I will be using the structure, force constants and atom partial charge values from the QM optimised structure of the oddly named DOGDIC crosslink from my preprint.
Preparing the forcefield
You can’t get away from modifying at least some small part of the forcefield files. We’ll be adding in a new residue name to the geometry and topology file and grompp will always look for this in the corresponding topology data files. It’s always worth putting in the extra mile and preparing a complete set of forcefield files. That way pdb2gmx can shift any modified .pdb file into a GROMACS file whilst generating the appropriate .top (itp) file. Preparing the topology will involve a lot of work in the ./share/gromacs/top/amber99sb-ildn.ff/ directory.
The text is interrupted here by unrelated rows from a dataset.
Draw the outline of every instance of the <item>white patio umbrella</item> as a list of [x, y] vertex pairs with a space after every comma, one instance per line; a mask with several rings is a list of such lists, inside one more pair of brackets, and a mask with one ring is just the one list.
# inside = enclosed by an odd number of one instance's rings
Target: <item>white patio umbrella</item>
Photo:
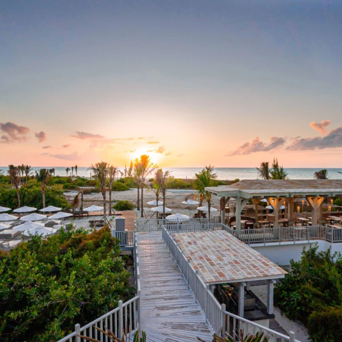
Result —
[[32, 208], [32, 207], [21, 207], [18, 208], [17, 209], [14, 209], [13, 210], [13, 213], [19, 213], [22, 214], [22, 213], [31, 213], [31, 212], [35, 212], [37, 210], [36, 208]]
[[[200, 210], [201, 212], [209, 212], [209, 209], [207, 205], [203, 206], [203, 207], [198, 207], [198, 208], [196, 208], [197, 210]], [[211, 212], [217, 212], [217, 210], [215, 209], [214, 208], [212, 207], [210, 207]]]
[[199, 204], [199, 202], [194, 201], [193, 199], [188, 199], [182, 202], [183, 204]]
[[22, 224], [15, 227], [12, 230], [14, 232], [25, 232], [29, 229], [39, 228], [40, 227], [44, 227], [44, 226], [42, 223], [35, 223], [32, 221], [28, 221]]
[[[152, 212], [156, 212], [157, 213], [163, 213], [163, 206], [160, 205], [159, 207], [151, 208], [150, 210], [151, 210]], [[170, 209], [165, 207], [165, 213], [170, 213], [172, 209]]]
[[8, 214], [0, 214], [0, 221], [13, 221], [18, 219], [17, 216]]
[[72, 216], [72, 214], [69, 214], [68, 213], [63, 213], [61, 212], [60, 213], [57, 213], [57, 214], [54, 215], [51, 215], [49, 217], [49, 220], [56, 220], [58, 218], [64, 218], [65, 217], [69, 217], [70, 216]]
[[163, 202], [161, 201], [158, 201], [157, 203], [157, 200], [155, 199], [153, 201], [148, 202], [147, 204], [149, 205], [163, 205]]
[[46, 235], [49, 235], [50, 234], [53, 234], [54, 233], [56, 233], [57, 230], [54, 229], [53, 228], [49, 228], [48, 227], [43, 227], [41, 226], [40, 227], [37, 227], [35, 228], [32, 228], [31, 229], [29, 229], [23, 233], [23, 235], [25, 236], [29, 236], [30, 235], [34, 235], [35, 234], [38, 233], [38, 235], [43, 235], [43, 236], [45, 236]]
[[46, 218], [46, 215], [37, 214], [37, 213], [32, 213], [26, 216], [23, 216], [19, 219], [21, 221], [39, 221], [40, 220], [43, 220]]
[[43, 209], [40, 209], [40, 212], [43, 212], [43, 213], [52, 213], [53, 212], [59, 212], [60, 210], [62, 210], [61, 208], [57, 208], [57, 207], [54, 207], [53, 205], [49, 205], [46, 208], [43, 208]]
[[91, 205], [88, 208], [86, 208], [83, 210], [85, 212], [101, 212], [103, 211], [103, 207], [99, 207], [97, 205]]
[[170, 215], [166, 217], [167, 220], [170, 221], [186, 221], [190, 219], [190, 217], [188, 215], [184, 215], [181, 214], [175, 214], [173, 215]]

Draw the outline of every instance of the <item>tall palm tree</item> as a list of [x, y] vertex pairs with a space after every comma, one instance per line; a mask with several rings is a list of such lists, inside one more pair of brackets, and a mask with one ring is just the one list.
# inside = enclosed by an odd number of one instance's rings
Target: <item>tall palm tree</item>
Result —
[[260, 168], [256, 168], [257, 170], [258, 178], [261, 179], [270, 179], [270, 163], [268, 162], [262, 162], [260, 164]]
[[15, 188], [18, 197], [18, 206], [20, 207], [20, 193], [19, 193], [19, 185], [20, 184], [20, 171], [19, 169], [14, 165], [8, 165], [9, 179], [11, 184]]
[[26, 177], [26, 184], [27, 184], [27, 178], [28, 178], [29, 175], [30, 175], [30, 172], [31, 172], [31, 166], [29, 165], [25, 165], [25, 176]]
[[45, 208], [45, 191], [46, 185], [51, 178], [51, 174], [47, 169], [41, 169], [39, 172], [36, 171], [36, 179], [41, 182], [41, 189], [43, 195], [43, 208]]
[[326, 169], [323, 169], [319, 171], [314, 172], [314, 178], [315, 179], [328, 179], [328, 170]]
[[91, 166], [88, 168], [88, 170], [90, 170], [93, 172], [95, 179], [100, 182], [100, 191], [103, 196], [103, 218], [105, 223], [106, 221], [106, 180], [108, 174], [108, 165], [107, 163], [101, 162], [95, 164], [91, 164]]
[[163, 196], [163, 217], [165, 217], [165, 199], [166, 192], [169, 188], [170, 183], [173, 180], [174, 177], [171, 175], [169, 171], [164, 172], [162, 169], [159, 169], [155, 172], [154, 176], [155, 182], [158, 184], [160, 189], [160, 193]]
[[143, 154], [139, 160], [141, 170], [141, 217], [144, 217], [144, 187], [146, 185], [146, 178], [157, 168], [157, 166], [151, 161], [150, 157], [147, 154]]
[[109, 178], [109, 211], [108, 214], [109, 216], [111, 215], [111, 187], [113, 186], [113, 182], [115, 178], [115, 173], [118, 171], [118, 168], [109, 165], [108, 167], [108, 178]]

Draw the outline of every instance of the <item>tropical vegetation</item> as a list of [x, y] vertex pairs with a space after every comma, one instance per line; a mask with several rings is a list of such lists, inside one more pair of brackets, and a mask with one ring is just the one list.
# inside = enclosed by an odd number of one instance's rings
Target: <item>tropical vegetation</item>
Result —
[[275, 287], [275, 305], [303, 322], [313, 341], [342, 341], [342, 256], [304, 248], [290, 266]]
[[109, 229], [88, 233], [70, 225], [0, 252], [2, 341], [56, 341], [132, 297]]

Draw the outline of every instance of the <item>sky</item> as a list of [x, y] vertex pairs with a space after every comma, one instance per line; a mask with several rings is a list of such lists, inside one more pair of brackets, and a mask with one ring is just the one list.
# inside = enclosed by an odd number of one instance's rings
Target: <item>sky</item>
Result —
[[0, 166], [342, 165], [342, 1], [1, 1]]

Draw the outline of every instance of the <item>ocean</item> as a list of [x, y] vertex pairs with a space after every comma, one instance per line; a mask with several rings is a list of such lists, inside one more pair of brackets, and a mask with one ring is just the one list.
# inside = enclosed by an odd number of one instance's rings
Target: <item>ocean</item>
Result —
[[[71, 169], [71, 167], [69, 167]], [[52, 169], [54, 168], [55, 170], [56, 175], [66, 176], [65, 167], [33, 167], [32, 170], [34, 171], [40, 169], [44, 168], [46, 169]], [[323, 169], [321, 168], [321, 169]], [[89, 177], [90, 171], [87, 171], [87, 168], [79, 167], [77, 170], [77, 174], [82, 177]], [[163, 169], [169, 170], [171, 174], [177, 178], [192, 178], [195, 173], [198, 172], [202, 170], [202, 168], [163, 168]], [[0, 167], [0, 170], [7, 172], [7, 168], [6, 167]], [[123, 171], [123, 168], [120, 169]], [[288, 177], [290, 179], [312, 179], [314, 172], [320, 170], [320, 168], [289, 168], [286, 169], [288, 173]], [[342, 172], [341, 169], [327, 169], [328, 170], [328, 177], [333, 179], [342, 179], [342, 174], [339, 173], [338, 171]], [[255, 168], [215, 168], [215, 172], [217, 174], [217, 179], [223, 180], [233, 180], [235, 178], [239, 179], [256, 179], [257, 177], [256, 170]], [[70, 174], [70, 172], [69, 174]], [[74, 171], [74, 175], [75, 174]]]

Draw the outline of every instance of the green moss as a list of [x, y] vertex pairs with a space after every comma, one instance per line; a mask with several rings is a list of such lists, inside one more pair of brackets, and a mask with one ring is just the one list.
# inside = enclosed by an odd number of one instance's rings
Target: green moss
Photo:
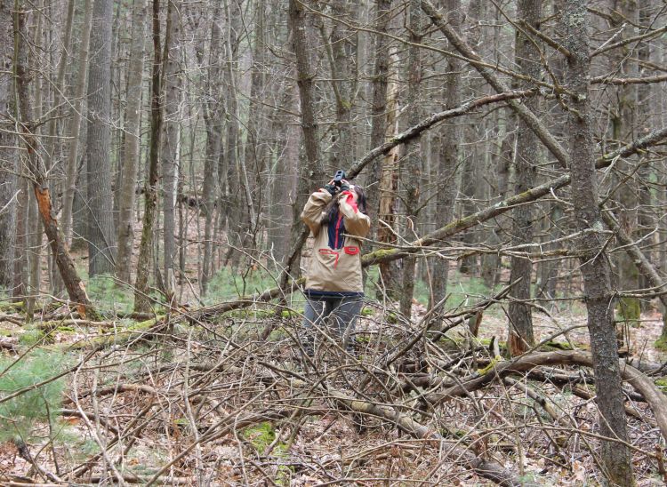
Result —
[[32, 347], [39, 342], [52, 343], [53, 339], [47, 333], [38, 329], [26, 330], [19, 337], [19, 343], [26, 347]]
[[504, 359], [501, 355], [495, 355], [488, 365], [486, 365], [483, 369], [478, 370], [478, 373], [479, 375], [486, 375], [488, 372], [490, 372], [491, 371], [493, 371], [495, 368], [495, 365], [499, 362], [502, 362], [503, 360]]
[[0, 311], [5, 313], [19, 313], [23, 311], [25, 308], [25, 303], [23, 301], [17, 301], [15, 303], [0, 303]]
[[630, 326], [638, 327], [641, 315], [641, 303], [637, 298], [623, 296], [616, 306], [616, 321], [627, 323]]
[[542, 350], [574, 350], [574, 347], [565, 341], [550, 340], [544, 343], [541, 348]]
[[257, 451], [262, 452], [276, 440], [276, 430], [271, 423], [264, 421], [244, 429], [243, 436], [250, 441]]
[[656, 339], [654, 342], [653, 345], [658, 350], [663, 350], [663, 352], [667, 352], [667, 337], [660, 337], [658, 339]]
[[372, 316], [375, 313], [375, 310], [372, 307], [364, 307], [361, 310], [362, 316]]
[[667, 394], [667, 379], [656, 379], [654, 383], [663, 391], [663, 394]]
[[125, 343], [126, 341], [130, 340], [133, 338], [135, 338], [137, 335], [147, 331], [149, 330], [154, 324], [157, 323], [157, 320], [156, 318], [152, 318], [150, 320], [146, 320], [143, 322], [139, 322], [134, 324], [131, 324], [125, 328], [124, 328], [122, 331], [118, 331], [117, 333], [113, 333], [109, 335], [105, 336], [99, 336], [95, 337], [90, 339], [78, 341], [76, 343], [72, 344], [69, 347], [69, 349], [72, 350], [77, 350], [80, 348], [86, 348], [86, 347], [108, 347], [110, 345], [120, 345], [123, 343]]
[[30, 438], [37, 421], [51, 421], [60, 408], [65, 379], [52, 380], [60, 370], [67, 367], [62, 354], [33, 350], [20, 358], [0, 360], [0, 397], [23, 390], [23, 394], [0, 403], [0, 442], [12, 438]]

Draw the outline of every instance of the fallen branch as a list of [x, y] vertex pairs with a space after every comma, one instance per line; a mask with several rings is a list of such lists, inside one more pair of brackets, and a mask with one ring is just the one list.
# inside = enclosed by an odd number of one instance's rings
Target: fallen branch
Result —
[[[667, 397], [646, 375], [628, 365], [624, 361], [620, 360], [619, 362], [621, 377], [644, 396], [655, 416], [663, 437], [667, 438]], [[525, 372], [541, 365], [592, 367], [593, 361], [589, 354], [578, 350], [528, 354], [514, 360], [494, 363], [484, 375], [452, 386], [442, 393], [430, 394], [426, 396], [426, 399], [435, 406], [454, 397], [468, 395], [472, 391], [481, 388], [496, 379], [502, 379], [511, 373]]]
[[[440, 448], [441, 443], [446, 443], [446, 440], [439, 433], [418, 423], [406, 414], [401, 414], [392, 407], [361, 401], [336, 390], [329, 389], [327, 392], [345, 409], [363, 414], [370, 414], [390, 421], [400, 428], [401, 431], [411, 436], [422, 440], [430, 440], [432, 444], [437, 448]], [[473, 470], [478, 475], [487, 478], [499, 485], [535, 485], [516, 476], [511, 471], [504, 468], [499, 463], [482, 459], [470, 450], [457, 446], [457, 444], [452, 445], [449, 449], [444, 449], [443, 453], [454, 461], [462, 462], [467, 468]]]

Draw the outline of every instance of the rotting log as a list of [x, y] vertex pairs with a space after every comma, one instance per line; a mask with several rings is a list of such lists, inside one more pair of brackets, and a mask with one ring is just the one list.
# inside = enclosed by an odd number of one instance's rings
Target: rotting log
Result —
[[133, 339], [148, 338], [157, 332], [165, 325], [165, 322], [158, 319], [150, 319], [145, 322], [124, 326], [117, 332], [109, 332], [92, 338], [83, 339], [67, 347], [68, 350], [80, 350], [82, 348], [102, 349], [112, 345], [123, 345]]
[[[638, 139], [632, 143], [628, 144], [618, 150], [602, 156], [596, 161], [596, 168], [603, 169], [605, 167], [607, 167], [616, 157], [627, 157], [628, 156], [631, 156], [639, 150], [644, 149], [651, 145], [660, 142], [665, 138], [667, 138], [667, 127], [663, 127], [662, 129], [655, 130], [646, 137]], [[378, 154], [378, 156], [380, 154]], [[366, 164], [370, 163], [371, 160], [372, 159], [366, 161], [366, 159], [364, 159]], [[361, 169], [362, 168], [359, 168], [359, 171], [361, 171]], [[418, 253], [423, 250], [423, 247], [437, 244], [438, 242], [442, 241], [445, 238], [453, 236], [484, 221], [502, 215], [502, 213], [511, 210], [517, 204], [523, 204], [526, 203], [535, 201], [569, 184], [569, 173], [564, 174], [559, 178], [556, 178], [554, 180], [547, 181], [544, 184], [541, 184], [539, 186], [532, 188], [527, 191], [525, 191], [518, 195], [515, 195], [514, 196], [510, 196], [502, 202], [498, 202], [495, 204], [484, 208], [479, 212], [472, 213], [471, 215], [468, 215], [467, 217], [464, 217], [462, 219], [456, 220], [449, 223], [448, 225], [438, 228], [438, 230], [435, 230], [417, 240], [411, 242], [408, 245], [401, 248], [379, 249], [377, 251], [370, 252], [362, 258], [361, 265], [363, 267], [373, 266], [380, 263], [390, 262], [391, 260], [396, 260], [398, 259], [403, 259], [404, 257], [406, 257], [408, 255]], [[305, 279], [301, 278], [296, 281], [293, 281], [283, 287], [275, 287], [263, 292], [254, 294], [253, 296], [241, 297], [232, 301], [227, 301], [211, 307], [203, 307], [201, 309], [189, 313], [188, 317], [189, 319], [197, 321], [203, 319], [207, 315], [214, 315], [221, 313], [225, 313], [227, 311], [232, 311], [234, 309], [247, 307], [257, 302], [270, 301], [271, 299], [284, 297], [293, 292], [294, 291], [299, 289], [299, 286], [302, 285], [304, 283]]]
[[[437, 448], [441, 448], [443, 443], [448, 442], [438, 432], [429, 428], [406, 414], [401, 414], [395, 408], [374, 404], [351, 397], [342, 392], [329, 389], [327, 393], [344, 409], [352, 410], [362, 414], [370, 414], [382, 419], [386, 419], [405, 433], [419, 438], [427, 440]], [[482, 458], [469, 449], [458, 446], [457, 443], [451, 444], [449, 448], [442, 448], [443, 454], [455, 461], [462, 462], [466, 468], [474, 471], [477, 475], [489, 479], [499, 485], [508, 486], [532, 486], [535, 483], [522, 480], [510, 470], [504, 468], [499, 463]]]

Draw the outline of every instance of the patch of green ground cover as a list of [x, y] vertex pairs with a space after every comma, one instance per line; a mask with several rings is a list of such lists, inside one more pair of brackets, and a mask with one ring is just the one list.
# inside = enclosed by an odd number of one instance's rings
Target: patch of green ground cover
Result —
[[[248, 427], [243, 430], [244, 438], [248, 440], [258, 453], [261, 454], [276, 441], [276, 430], [269, 421], [263, 421], [257, 425]], [[273, 447], [271, 454], [274, 457], [285, 458], [287, 455], [287, 443], [277, 442]], [[289, 485], [294, 472], [293, 467], [278, 465], [276, 473], [276, 483], [278, 485]]]
[[[26, 442], [32, 436], [36, 423], [56, 419], [66, 380], [48, 380], [68, 363], [66, 355], [39, 349], [18, 361], [0, 357], [0, 399], [25, 390], [0, 403], [0, 442], [15, 438]], [[44, 381], [48, 382], [36, 387]]]
[[130, 286], [119, 284], [111, 275], [100, 275], [89, 279], [86, 291], [102, 314], [132, 313], [134, 292]]

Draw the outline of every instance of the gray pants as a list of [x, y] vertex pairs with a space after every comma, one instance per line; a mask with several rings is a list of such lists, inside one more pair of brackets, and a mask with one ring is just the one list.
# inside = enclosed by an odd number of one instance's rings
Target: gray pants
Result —
[[363, 299], [363, 296], [306, 299], [301, 339], [309, 355], [312, 355], [314, 350], [317, 330], [327, 324], [327, 321], [328, 328], [342, 340], [343, 347], [351, 349], [350, 336], [354, 332], [357, 317], [364, 304]]

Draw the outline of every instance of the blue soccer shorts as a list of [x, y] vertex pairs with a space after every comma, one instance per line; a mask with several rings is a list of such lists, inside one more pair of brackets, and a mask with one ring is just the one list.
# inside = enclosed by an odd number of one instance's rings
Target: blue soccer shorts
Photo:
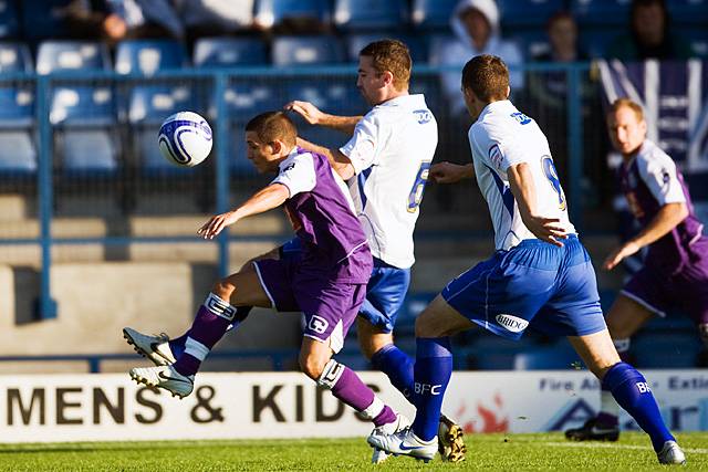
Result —
[[550, 336], [585, 336], [606, 328], [590, 255], [577, 237], [562, 248], [533, 239], [452, 280], [447, 303], [471, 322], [510, 339], [532, 328]]
[[[293, 238], [280, 247], [281, 259], [300, 258], [301, 242]], [[410, 285], [410, 269], [399, 269], [374, 258], [372, 277], [366, 285], [366, 300], [358, 315], [378, 327], [383, 333], [391, 333], [396, 324], [398, 311], [403, 306]]]

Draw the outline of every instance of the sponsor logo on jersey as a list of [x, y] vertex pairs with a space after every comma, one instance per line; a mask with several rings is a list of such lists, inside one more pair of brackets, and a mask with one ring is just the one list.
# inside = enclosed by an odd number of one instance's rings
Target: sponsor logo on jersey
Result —
[[497, 315], [497, 323], [499, 323], [511, 333], [521, 333], [527, 328], [527, 326], [529, 326], [529, 322], [527, 322], [525, 319], [503, 313]]
[[330, 326], [330, 323], [317, 315], [312, 315], [310, 323], [308, 323], [308, 327], [319, 334], [323, 334], [327, 329], [327, 326]]
[[416, 115], [418, 119], [418, 125], [425, 125], [433, 119], [433, 114], [429, 109], [414, 109], [413, 113]]

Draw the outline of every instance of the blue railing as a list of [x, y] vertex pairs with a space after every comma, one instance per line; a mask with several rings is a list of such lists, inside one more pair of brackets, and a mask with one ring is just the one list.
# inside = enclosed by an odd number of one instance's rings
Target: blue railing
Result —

Preparing the forcefield files
The QM optimised structure contains the bond lengths and angles at equilibrium. However, fitting that particular structure into the whole geometry may not be possible so we’ll rely on a series of energy optimisation steps and MD trajectories to account for the changes we’ll make during construction. Sadly, unless you’ve derived your force constants with software such as ForceGen, you’ll need to measure the bond distance between every atom pain and the angle between atom triplets.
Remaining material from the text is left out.